La pression publique croissante, qui s’était étendue à d’autres régions de la province avec des blocages de rampes d’autoroutes, en solidarité, a créé une indignation qui s’est traduite par l’éviction du gouvernement conservateur de David Alward. Cette mobilisation populaire a forcé le subséquent gouvernement libéral de Brian Gallant à introduire un moratoire sur la fracturation hydraulique dans la province jusqu’à ce que davantage de recherches et d’informations soient disponibles et que les risques pour la santé, l’eau et l’environnement soient pleinement compris.

Depuis lors, l’inquiétude du public à ce sujet s’est considérablement calmée, le gaz de schiste ayant disparu du cycle des nouvelles pendant de nombreuses années.
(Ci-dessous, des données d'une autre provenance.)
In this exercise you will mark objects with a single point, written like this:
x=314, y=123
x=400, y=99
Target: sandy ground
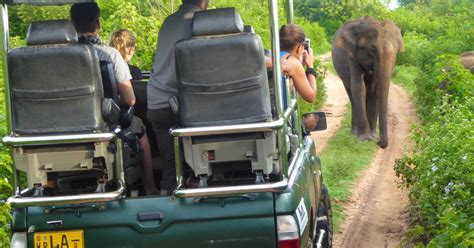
x=377, y=214
x=376, y=210
x=335, y=108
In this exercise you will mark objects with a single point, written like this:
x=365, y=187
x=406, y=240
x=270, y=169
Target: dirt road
x=335, y=108
x=376, y=212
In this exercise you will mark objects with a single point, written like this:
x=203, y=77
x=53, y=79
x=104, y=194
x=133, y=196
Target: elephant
x=364, y=53
x=467, y=60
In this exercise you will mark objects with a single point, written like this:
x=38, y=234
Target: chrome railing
x=276, y=187
x=242, y=128
x=57, y=139
x=44, y=201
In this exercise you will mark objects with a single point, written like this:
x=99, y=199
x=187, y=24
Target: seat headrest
x=51, y=32
x=217, y=22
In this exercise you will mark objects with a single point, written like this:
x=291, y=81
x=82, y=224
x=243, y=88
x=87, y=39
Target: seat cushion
x=55, y=89
x=222, y=80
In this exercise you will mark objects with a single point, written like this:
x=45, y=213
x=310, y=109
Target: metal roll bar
x=277, y=187
x=243, y=128
x=45, y=201
x=58, y=139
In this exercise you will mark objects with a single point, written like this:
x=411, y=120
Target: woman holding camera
x=298, y=55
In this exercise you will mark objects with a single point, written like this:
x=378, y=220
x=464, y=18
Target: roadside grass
x=343, y=159
x=405, y=75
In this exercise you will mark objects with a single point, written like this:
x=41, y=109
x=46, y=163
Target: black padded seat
x=222, y=78
x=55, y=82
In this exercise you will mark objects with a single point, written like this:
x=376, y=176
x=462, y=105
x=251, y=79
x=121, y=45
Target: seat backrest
x=222, y=78
x=55, y=82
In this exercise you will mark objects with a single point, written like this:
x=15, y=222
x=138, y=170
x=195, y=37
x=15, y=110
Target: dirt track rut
x=377, y=209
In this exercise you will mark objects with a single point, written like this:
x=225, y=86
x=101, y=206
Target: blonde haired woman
x=124, y=41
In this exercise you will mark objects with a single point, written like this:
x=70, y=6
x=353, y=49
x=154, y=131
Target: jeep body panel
x=212, y=222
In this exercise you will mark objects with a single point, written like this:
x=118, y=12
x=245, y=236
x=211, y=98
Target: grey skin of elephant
x=364, y=53
x=467, y=60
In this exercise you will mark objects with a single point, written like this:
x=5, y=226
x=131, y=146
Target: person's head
x=85, y=17
x=124, y=41
x=292, y=39
x=202, y=4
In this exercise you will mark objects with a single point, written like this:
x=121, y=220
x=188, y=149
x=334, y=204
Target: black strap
x=312, y=72
x=108, y=81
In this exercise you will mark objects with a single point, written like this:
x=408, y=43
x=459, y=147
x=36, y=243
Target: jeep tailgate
x=164, y=222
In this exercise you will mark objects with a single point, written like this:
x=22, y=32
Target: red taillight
x=293, y=243
x=288, y=235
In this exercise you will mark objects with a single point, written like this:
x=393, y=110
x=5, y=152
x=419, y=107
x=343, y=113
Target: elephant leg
x=358, y=91
x=349, y=94
x=371, y=104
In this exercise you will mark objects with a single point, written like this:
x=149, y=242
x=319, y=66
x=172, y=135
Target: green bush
x=439, y=171
x=441, y=178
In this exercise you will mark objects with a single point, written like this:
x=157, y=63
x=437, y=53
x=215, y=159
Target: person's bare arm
x=285, y=66
x=127, y=96
x=304, y=85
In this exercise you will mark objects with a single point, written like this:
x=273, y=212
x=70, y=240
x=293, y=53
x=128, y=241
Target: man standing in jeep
x=163, y=84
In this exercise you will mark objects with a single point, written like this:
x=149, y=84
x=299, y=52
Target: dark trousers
x=162, y=120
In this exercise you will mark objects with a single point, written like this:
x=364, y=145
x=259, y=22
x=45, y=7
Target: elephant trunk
x=383, y=85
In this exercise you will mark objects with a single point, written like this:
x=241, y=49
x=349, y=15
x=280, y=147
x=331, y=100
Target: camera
x=306, y=44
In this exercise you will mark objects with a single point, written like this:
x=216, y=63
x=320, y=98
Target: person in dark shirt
x=124, y=41
x=163, y=84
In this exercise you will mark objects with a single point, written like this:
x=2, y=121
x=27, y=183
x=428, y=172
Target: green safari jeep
x=257, y=178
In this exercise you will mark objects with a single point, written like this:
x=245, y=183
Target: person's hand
x=310, y=122
x=308, y=58
x=287, y=68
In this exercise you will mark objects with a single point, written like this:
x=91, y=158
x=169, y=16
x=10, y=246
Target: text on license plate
x=61, y=239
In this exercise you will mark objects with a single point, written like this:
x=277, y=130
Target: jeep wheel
x=324, y=221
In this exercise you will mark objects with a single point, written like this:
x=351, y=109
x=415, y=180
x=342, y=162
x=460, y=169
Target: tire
x=324, y=220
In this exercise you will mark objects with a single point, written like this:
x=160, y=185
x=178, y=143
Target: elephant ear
x=367, y=36
x=348, y=40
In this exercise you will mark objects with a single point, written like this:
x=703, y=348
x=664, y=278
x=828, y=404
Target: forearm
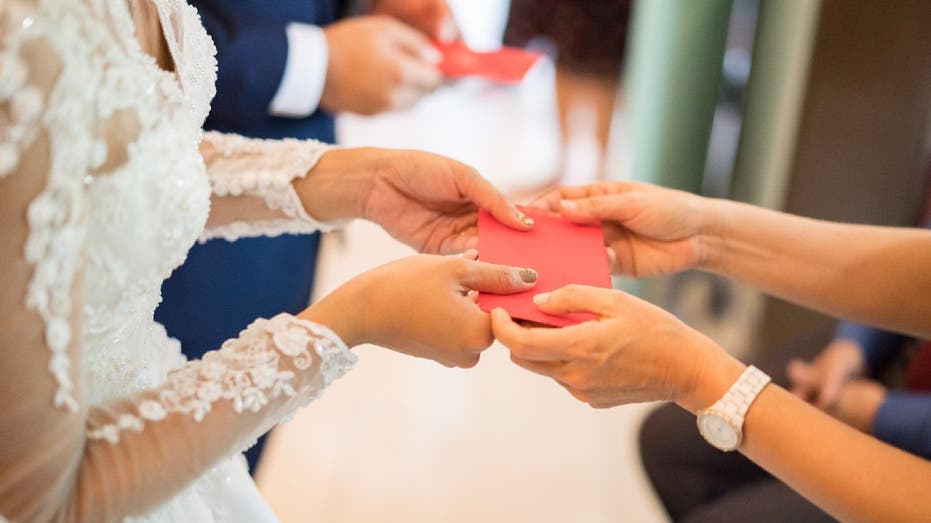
x=877, y=275
x=840, y=469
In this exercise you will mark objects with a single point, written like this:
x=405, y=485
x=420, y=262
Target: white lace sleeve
x=64, y=457
x=252, y=190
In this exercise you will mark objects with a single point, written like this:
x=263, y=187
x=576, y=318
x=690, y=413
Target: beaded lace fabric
x=106, y=180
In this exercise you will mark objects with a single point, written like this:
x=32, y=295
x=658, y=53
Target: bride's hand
x=421, y=306
x=427, y=201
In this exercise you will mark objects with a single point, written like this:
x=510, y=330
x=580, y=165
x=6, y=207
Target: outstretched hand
x=649, y=230
x=427, y=201
x=422, y=306
x=632, y=352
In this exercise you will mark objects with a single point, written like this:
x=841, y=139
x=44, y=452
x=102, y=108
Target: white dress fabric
x=106, y=180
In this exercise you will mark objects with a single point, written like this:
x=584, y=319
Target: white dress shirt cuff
x=301, y=85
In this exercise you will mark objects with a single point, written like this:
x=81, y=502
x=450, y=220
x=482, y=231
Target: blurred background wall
x=818, y=107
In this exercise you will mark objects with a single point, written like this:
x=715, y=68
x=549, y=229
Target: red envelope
x=560, y=251
x=506, y=65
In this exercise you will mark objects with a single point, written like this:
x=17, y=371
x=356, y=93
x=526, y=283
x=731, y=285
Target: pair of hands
x=385, y=61
x=835, y=381
x=633, y=352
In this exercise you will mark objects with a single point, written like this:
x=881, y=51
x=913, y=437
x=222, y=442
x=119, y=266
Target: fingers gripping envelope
x=560, y=251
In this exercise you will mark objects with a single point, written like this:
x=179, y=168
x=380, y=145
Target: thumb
x=413, y=42
x=497, y=279
x=581, y=298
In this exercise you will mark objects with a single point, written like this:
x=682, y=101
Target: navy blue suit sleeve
x=878, y=346
x=904, y=420
x=251, y=55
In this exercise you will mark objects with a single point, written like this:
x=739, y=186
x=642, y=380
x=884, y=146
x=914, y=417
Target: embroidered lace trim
x=264, y=168
x=249, y=371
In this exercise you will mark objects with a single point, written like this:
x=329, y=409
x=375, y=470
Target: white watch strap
x=741, y=395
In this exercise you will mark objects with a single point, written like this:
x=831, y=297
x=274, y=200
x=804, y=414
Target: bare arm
x=877, y=275
x=637, y=352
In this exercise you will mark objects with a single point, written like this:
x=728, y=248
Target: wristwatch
x=722, y=423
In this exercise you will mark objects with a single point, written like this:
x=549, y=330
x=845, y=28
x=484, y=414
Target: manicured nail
x=528, y=221
x=432, y=55
x=448, y=31
x=528, y=275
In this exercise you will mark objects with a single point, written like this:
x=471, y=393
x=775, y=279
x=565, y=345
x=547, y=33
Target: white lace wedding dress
x=106, y=180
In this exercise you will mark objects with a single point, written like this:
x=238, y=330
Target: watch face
x=716, y=429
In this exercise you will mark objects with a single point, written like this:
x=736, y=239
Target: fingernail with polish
x=432, y=55
x=528, y=275
x=524, y=218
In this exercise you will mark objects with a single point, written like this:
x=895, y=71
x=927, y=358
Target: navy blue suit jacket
x=222, y=287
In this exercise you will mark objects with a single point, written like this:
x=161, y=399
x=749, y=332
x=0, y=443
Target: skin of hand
x=857, y=403
x=376, y=64
x=421, y=306
x=649, y=230
x=822, y=380
x=431, y=17
x=632, y=352
x=427, y=201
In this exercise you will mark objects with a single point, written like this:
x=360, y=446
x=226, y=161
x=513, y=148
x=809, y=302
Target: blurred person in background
x=874, y=380
x=284, y=69
x=636, y=352
x=588, y=39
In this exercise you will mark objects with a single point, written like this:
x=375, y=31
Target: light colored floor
x=404, y=440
Mais que se passerait-il si la guerre en Ukraine avait un tel impact sur le prix du gaz naturel, en raison de l’augmentation de la demande européenne, qu’elle poussait le Nouveau-Brunswick à reconsidérer son moratoire ? Après tout, selon Ressources naturelles Canada, le Nouveau-Brunswick possède 77,9 trillions de pieds cubes de « gaz naturel techniquement récupérable ».

« Il n’y a vraiment aucun argument en faveur du gaz de schiste au Nouveau-Brunswick », affirme Jim Emberger, porte-parole de l’Alliance anti-gaz de schiste du Nouveau-Brunswick. « Du côté scientifique, la science du climat dit clairement que nous ne devrions pas commencer de nouveaux projets de combustibles fossiles – point final. Une nouvelle industrie gazière, avec ses puits qui laissent échapper du méthane, rendrait difficile l’atteinte de tout objectif de réduction des émissions. Il n’y a pas non plus d’arguments économiques en sa faveur. Le prix du gaz naturel est très volatile. S’il est actuellement très élevé, il a été si bas pendant la majeure partie de la dernière décennie que les actionnaires ont perdu des fortunes. Il était si bas parce que l’offre était bien supérieure à la demande ».
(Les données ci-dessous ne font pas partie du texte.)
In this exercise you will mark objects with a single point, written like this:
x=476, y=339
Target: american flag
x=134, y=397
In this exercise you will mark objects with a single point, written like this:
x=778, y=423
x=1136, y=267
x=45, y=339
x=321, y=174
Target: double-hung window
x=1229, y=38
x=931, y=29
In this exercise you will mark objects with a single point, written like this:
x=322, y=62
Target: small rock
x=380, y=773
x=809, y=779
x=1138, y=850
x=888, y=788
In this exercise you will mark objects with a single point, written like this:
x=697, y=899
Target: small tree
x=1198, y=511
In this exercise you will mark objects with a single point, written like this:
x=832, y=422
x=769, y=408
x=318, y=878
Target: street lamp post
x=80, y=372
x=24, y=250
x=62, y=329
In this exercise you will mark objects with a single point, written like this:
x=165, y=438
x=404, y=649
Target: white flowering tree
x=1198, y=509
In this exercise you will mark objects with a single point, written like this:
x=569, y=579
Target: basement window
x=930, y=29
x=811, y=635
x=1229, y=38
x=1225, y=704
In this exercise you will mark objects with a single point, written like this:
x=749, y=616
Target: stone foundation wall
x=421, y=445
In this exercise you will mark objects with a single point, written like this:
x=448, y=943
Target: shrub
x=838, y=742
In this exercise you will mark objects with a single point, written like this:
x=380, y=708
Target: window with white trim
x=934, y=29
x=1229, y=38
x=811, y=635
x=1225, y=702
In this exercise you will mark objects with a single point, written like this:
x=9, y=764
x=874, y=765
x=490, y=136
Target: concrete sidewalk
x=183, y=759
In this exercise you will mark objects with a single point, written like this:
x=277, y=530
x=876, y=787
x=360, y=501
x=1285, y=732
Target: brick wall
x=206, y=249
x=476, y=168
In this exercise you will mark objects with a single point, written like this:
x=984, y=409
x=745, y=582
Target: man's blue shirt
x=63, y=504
La principale chose à surveiller, selon Emberger, est une éventuelle clameur pour la construction de nouveaux terminaux GNL (gaz naturel liquéfié) sur la côte atlantique. « Sans la construction de terminaux de GNL et un nouveau marché à long terme, il n’y a pas d’argument financier pour le schiste du Nouveau-Brunswick, quel que soit le prix. (…) Ce qu’il faut surveiller, c’est la force avec laquelle le gouvernement pousse les projets de GNL de l’Atlantique, car ce sont les pivots [de l’industrie] ».

Notes :

  • Le Nouveau-Brunswick possède un terminal d’importation de GNL : Saint John LNG
  • Le prix du pétrole brut (WTI) a grimpé de près de 120 dollars le baril au début du mois de mars et est resté au-dessus de 90 dollars depuis le début de la guerre. Le prix du gaz naturel négocié aux États-Unis s’approche de 8 $/MMBtu pour la première fois depuis 2008, car la demande mondiale en forte hausse cherche à remplacer le gaz russe, tandis que le gaz naturel négocié dans l’UE a dépassé les 40 $/MMBtu.